2型糖尿病は、糖尿病の中で最も多い型であり、全体の約90%以上を占めます。遺伝的な体質に、食べすぎや運動不足、肥満などの生活習慣が加わることで発症します。

2型糖尿病では、2つのメカニズムが血糖値の上昇に関わっています。

  • インスリン抵抗性 — 筋肉や肝臓、脂肪組織でインスリンが十分に効かなくなった状態です。体はインスリンを多く分泌して補おうとしますが、やがて膵臓の機能が追いつかなくなります
  • インスリン分泌の低下 — 膵臓のβ細胞の機能が徐々に低下し、体が必要とする量のインスリンを作れなくなります。診断時には、すでにβ細胞の機能が約80%低下しているという報告もあります

世界で8億人以上が糖尿病に罹患しており、その大部分が2型糖尿病です。日本でも約1,000万人の患者さんがいると推定され、特に中高年に多くみられますが、近年は若年層にも増加しています。

主な症状

2型糖尿病は多くの場合、初期には自覚症状がありません。健康診断や他の病気の受診時に血糖値の異常を指摘されて発見されることがほとんどです。

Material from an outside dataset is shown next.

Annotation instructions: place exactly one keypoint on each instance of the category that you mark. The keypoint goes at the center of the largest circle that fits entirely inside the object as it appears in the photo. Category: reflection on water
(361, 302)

血糖値が高い状態が続くと、以下のような症状が現れることがあります。

  • のどの渇き(口渇)
  • トイレが近くなる(頻尿)、夜間の排尿
  • 体重減少
  • 疲れやすい、だるい
  • 目がかすむ
  • 傷が治りにくい
  • 手足のしびれやピリピリする感じ
  • 皮膚の感染症を繰り返す

これらの症状は高血糖がかなり進行してから現れることが多く、診断された時点で10〜30%の方にはすでに細小血管や大血管の合併症の兆候がみられるという報告があります。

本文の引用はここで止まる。